# Onions and garlic poisoning



## 2pups622 (Apr 17, 2005)

Onion and garlic poisoning 
Onions and garlic are other dangerous food ingredients that cause sickness in dogs, cats and also livestock. Onions and garlic contain the toxic ingredient thiosulphate. Onions are more of a danger.

Pets affected by onion toxicity will develop haemolytic anaemia, where the pet’s red blood cells burst while circulating in its body. 

At first, pets affected by onion poisoning show gastroenteritis with vomiting and diarrhoea. They will show no interest in food and will be dull and weak. The red pigment from the burst blood cells appears in an affected animal’s urine and it becomes breathless. The breathlessness occurs because the red blood cells that carry oxygen through the body are reduced in number.

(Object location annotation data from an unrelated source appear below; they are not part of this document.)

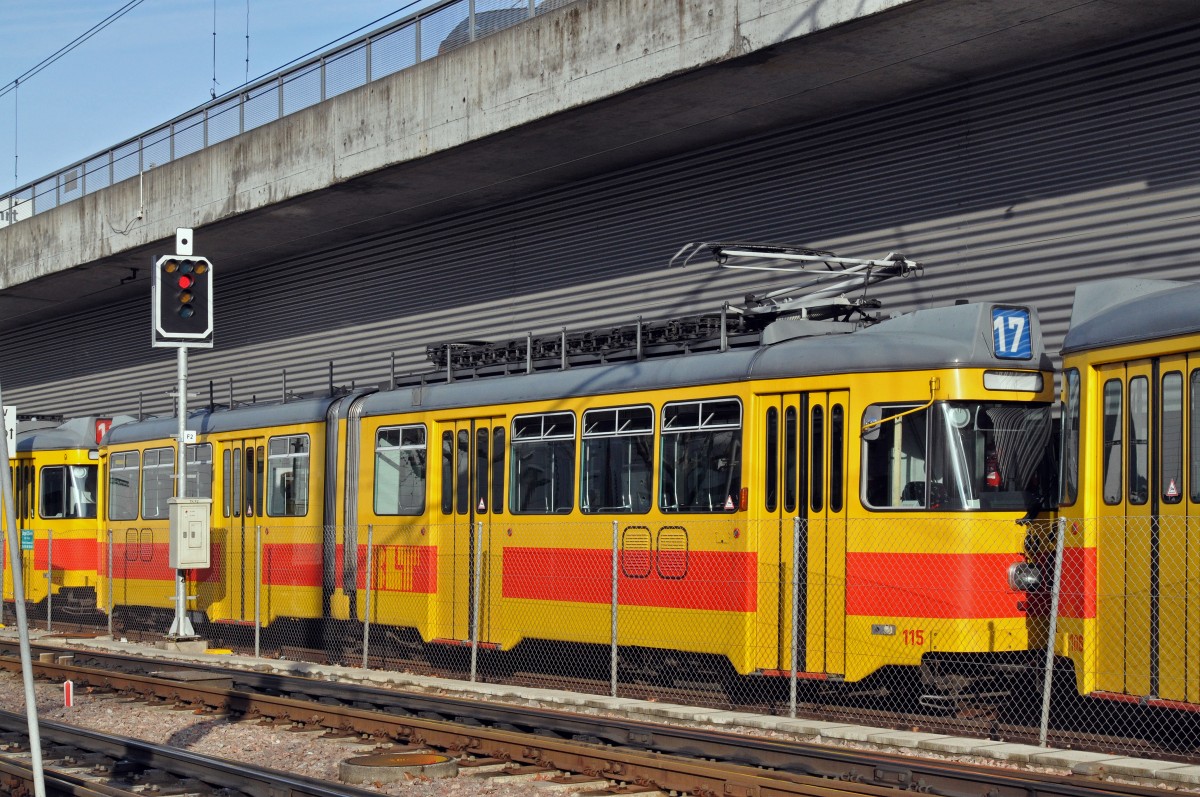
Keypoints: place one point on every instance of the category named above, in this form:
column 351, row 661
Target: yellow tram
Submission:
column 1131, row 483
column 808, row 492
column 55, row 495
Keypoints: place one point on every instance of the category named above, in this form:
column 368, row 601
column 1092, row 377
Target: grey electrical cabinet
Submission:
column 190, row 533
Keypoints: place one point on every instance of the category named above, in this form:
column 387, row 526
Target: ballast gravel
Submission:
column 276, row 748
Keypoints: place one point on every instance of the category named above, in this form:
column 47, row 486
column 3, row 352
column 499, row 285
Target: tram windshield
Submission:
column 69, row 491
column 955, row 455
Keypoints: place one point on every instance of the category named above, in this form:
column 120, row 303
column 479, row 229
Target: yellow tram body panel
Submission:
column 54, row 471
column 257, row 504
column 1131, row 600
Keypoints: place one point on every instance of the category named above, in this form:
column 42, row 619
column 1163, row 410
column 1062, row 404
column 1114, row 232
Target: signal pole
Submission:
column 18, row 600
column 183, row 319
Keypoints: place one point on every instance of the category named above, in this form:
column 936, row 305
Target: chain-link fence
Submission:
column 943, row 623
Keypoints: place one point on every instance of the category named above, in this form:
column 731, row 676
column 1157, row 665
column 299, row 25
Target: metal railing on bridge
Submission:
column 403, row 43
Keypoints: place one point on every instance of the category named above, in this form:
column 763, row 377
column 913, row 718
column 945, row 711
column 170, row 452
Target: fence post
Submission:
column 475, row 601
column 49, row 580
column 112, row 583
column 612, row 653
column 366, row 612
column 258, row 591
column 1056, row 591
column 796, row 615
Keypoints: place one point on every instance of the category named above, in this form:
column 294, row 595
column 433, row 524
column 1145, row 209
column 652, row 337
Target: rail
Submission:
column 385, row 51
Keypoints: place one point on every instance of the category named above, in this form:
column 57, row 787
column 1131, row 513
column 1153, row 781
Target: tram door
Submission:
column 805, row 477
column 472, row 492
column 243, row 479
column 1144, row 601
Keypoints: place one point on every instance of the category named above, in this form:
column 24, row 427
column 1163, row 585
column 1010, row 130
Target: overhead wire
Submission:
column 79, row 40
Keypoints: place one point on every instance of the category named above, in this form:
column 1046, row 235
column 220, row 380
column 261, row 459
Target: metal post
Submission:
column 111, row 583
column 366, row 612
column 18, row 600
column 1056, row 591
column 49, row 580
column 258, row 591
column 796, row 615
column 612, row 652
column 181, row 628
column 475, row 601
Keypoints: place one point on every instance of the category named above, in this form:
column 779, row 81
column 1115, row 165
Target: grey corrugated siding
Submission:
column 1011, row 189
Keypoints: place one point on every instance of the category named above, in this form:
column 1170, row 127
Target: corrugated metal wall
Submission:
column 1015, row 187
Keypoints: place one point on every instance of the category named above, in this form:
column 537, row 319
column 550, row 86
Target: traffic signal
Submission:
column 183, row 303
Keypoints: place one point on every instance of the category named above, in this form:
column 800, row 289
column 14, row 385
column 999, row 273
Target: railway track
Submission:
column 88, row 763
column 627, row 753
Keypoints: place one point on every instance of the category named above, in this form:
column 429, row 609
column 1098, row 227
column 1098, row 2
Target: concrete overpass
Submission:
column 582, row 90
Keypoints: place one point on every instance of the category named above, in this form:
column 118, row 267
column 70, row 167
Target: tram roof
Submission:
column 1113, row 312
column 207, row 421
column 955, row 336
column 73, row 433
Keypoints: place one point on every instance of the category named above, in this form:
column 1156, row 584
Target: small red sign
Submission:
column 102, row 426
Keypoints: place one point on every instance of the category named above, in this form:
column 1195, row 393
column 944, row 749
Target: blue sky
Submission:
column 153, row 64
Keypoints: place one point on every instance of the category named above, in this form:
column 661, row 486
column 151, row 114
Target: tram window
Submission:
column 483, row 469
column 447, row 472
column 791, row 460
column 954, row 455
column 123, row 485
column 771, row 481
column 258, row 481
column 227, row 480
column 463, row 472
column 498, row 469
column 1171, row 453
column 617, row 460
column 837, row 450
column 1069, row 475
column 18, row 489
column 1139, row 441
column 816, row 443
column 1111, row 451
column 53, row 492
column 400, row 471
column 287, row 475
column 1194, row 433
column 238, row 483
column 701, row 468
column 157, row 483
column 543, row 453
column 198, row 473
column 69, row 491
column 246, row 502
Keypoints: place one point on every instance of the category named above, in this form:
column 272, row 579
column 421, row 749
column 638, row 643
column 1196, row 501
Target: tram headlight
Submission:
column 1024, row 576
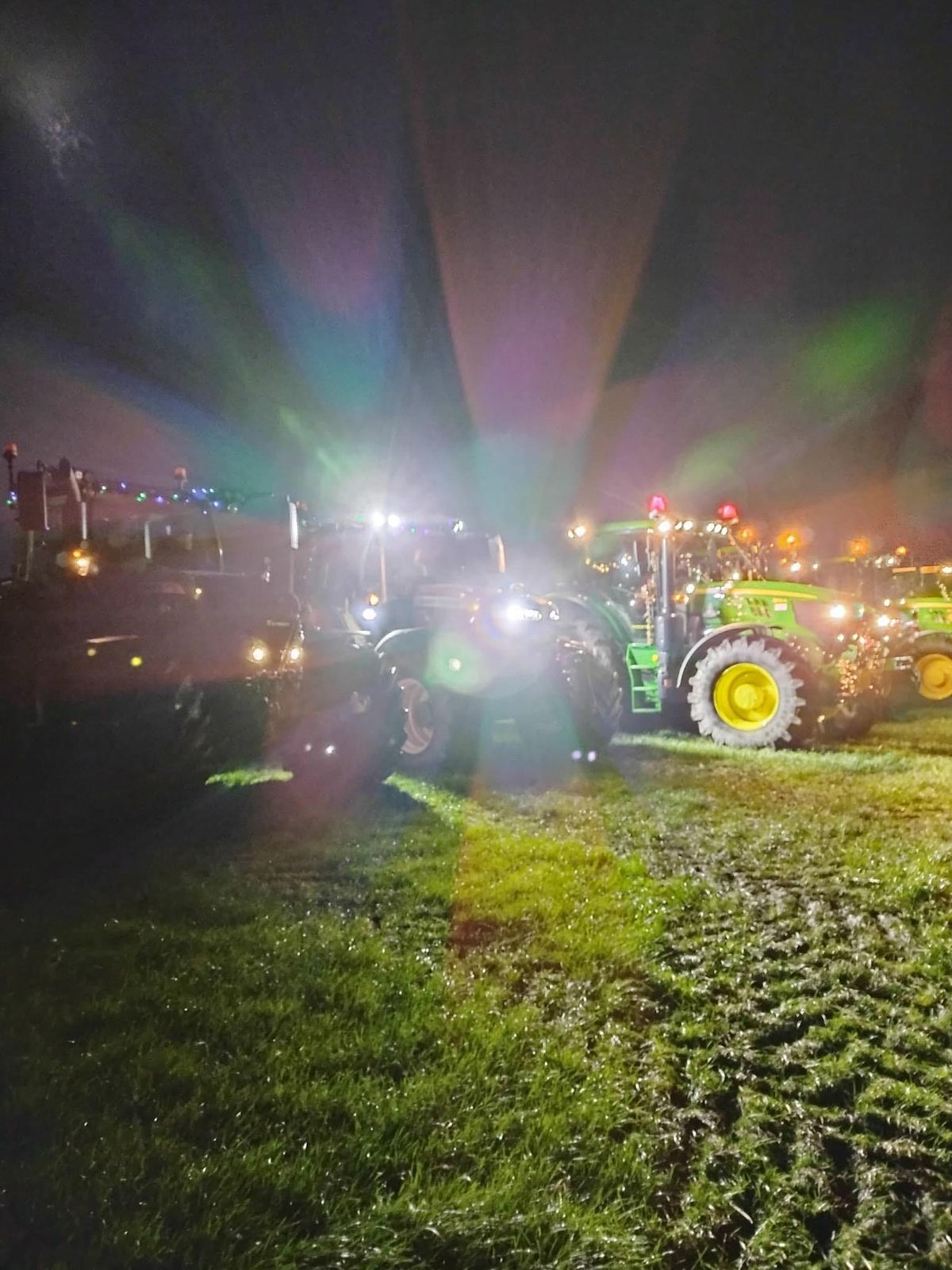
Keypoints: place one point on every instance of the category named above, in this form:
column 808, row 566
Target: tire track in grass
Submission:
column 803, row 1006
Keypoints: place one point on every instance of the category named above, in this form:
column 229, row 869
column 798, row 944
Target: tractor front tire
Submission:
column 431, row 743
column 750, row 694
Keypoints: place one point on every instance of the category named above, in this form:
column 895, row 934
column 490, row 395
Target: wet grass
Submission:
column 687, row 1010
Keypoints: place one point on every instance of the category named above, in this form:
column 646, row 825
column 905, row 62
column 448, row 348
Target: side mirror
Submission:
column 32, row 508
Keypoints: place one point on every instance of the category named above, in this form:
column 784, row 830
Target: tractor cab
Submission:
column 385, row 572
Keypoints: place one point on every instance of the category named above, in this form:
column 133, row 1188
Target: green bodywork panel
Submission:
column 791, row 609
column 643, row 675
column 931, row 614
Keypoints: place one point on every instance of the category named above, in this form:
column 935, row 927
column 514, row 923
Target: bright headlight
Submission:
column 517, row 613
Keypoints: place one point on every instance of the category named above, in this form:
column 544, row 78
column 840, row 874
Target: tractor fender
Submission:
column 408, row 645
column 717, row 637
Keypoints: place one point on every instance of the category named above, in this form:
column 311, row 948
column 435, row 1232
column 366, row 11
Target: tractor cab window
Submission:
column 131, row 539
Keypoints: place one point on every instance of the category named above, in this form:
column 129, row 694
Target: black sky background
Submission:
column 518, row 260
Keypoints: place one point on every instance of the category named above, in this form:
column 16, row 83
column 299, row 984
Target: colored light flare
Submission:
column 541, row 241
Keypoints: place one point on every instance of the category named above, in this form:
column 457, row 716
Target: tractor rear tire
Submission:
column 932, row 658
column 433, row 737
column 750, row 694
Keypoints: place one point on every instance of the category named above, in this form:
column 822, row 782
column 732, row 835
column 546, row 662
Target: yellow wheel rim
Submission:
column 747, row 696
column 935, row 676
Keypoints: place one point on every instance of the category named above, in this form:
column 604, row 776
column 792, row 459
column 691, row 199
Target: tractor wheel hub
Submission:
column 747, row 696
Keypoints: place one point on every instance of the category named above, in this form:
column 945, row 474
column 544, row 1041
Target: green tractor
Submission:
column 704, row 641
column 917, row 601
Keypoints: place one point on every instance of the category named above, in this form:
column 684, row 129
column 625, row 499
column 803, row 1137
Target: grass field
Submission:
column 689, row 1010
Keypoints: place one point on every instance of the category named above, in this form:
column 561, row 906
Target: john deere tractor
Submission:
column 917, row 598
column 467, row 649
column 704, row 639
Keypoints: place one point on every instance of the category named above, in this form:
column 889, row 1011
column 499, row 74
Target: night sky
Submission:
column 511, row 260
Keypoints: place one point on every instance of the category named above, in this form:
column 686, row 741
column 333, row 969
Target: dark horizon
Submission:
column 524, row 262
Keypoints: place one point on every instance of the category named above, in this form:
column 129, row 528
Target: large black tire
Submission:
column 731, row 708
column 433, row 741
column 932, row 671
column 597, row 690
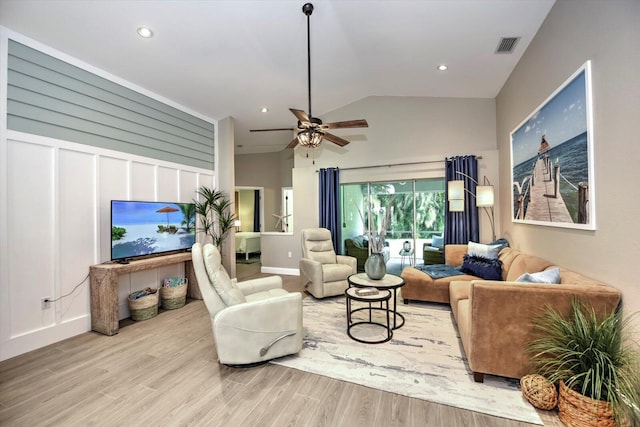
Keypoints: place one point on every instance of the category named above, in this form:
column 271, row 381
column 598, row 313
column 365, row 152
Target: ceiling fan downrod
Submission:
column 307, row 9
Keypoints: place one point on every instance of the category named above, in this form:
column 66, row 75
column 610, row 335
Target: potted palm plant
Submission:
column 593, row 361
column 214, row 210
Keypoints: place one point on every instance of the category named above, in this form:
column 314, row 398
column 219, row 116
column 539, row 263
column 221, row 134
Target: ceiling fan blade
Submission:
column 293, row 143
column 362, row 123
column 300, row 115
column 335, row 139
column 270, row 130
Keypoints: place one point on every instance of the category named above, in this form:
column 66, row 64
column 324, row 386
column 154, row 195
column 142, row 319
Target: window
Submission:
column 416, row 211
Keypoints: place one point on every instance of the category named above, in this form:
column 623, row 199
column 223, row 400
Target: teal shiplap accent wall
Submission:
column 49, row 97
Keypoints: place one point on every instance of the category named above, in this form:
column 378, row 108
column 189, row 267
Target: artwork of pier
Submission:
column 546, row 202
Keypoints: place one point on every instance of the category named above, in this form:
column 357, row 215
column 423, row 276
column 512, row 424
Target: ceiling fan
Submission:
column 311, row 129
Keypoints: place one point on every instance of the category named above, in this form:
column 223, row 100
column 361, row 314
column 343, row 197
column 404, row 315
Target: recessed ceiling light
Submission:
column 145, row 32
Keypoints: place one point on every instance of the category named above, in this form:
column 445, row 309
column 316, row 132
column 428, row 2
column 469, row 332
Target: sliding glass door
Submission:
column 415, row 210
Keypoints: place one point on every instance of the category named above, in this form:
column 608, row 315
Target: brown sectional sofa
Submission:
column 494, row 317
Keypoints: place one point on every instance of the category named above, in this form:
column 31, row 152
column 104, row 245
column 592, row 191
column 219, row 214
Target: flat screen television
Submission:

The poisoning occurs a few days after the pet has eaten the onion. All forms of onion can be a problem including dehydrated onions, raw onions, cooked onions and table scraps containing cooked onions and/or garlic. Left over pizza, Chinese dishes *and commercial baby food containing onion, sometimes fed as a supplement to young pets, can cause illness.*

Onion poisoning can occur with a single ingestion of large quantities or with repeated meals containing small amounts of onion. A single meal of 600 to 800 grams of raw onion can be dangerous whereas a ten-kilogram dog, fed 150 grams of onion for several days, is also likely to develop anaemia. The condition improves once the dog is prevented from eating any further onion

While garlic also contains the toxic ingredient thiosulphate, it seems that garlic is less toxic and large amounts would need to be eaten to cause illness.


----------



## Trinitee_112 (Dec 7, 2004)

:shock: I give sammy these omega 3 vitamins for his coat and it has garlic in it and i give it to him everyday! Now I'm worried


----------



## LuvMyChiwawas (Sep 1, 2005)

Thanks for sharing that info.


----------



## Tucker-N-Jasper (Aug 6, 2005)

Not to argue nor to dismiss, simply to elaborate:

I decided to check on this since Tucker enjoys a single chicken stick (Gerbers) every morning and this claim definitely alarmed me. I acknowledge that the validity information found online can questionable, so take my post for what you get out of it.... That said, I am going to cut the chicken sticks all together just to be safe. Tucker can live without them, I can't without him.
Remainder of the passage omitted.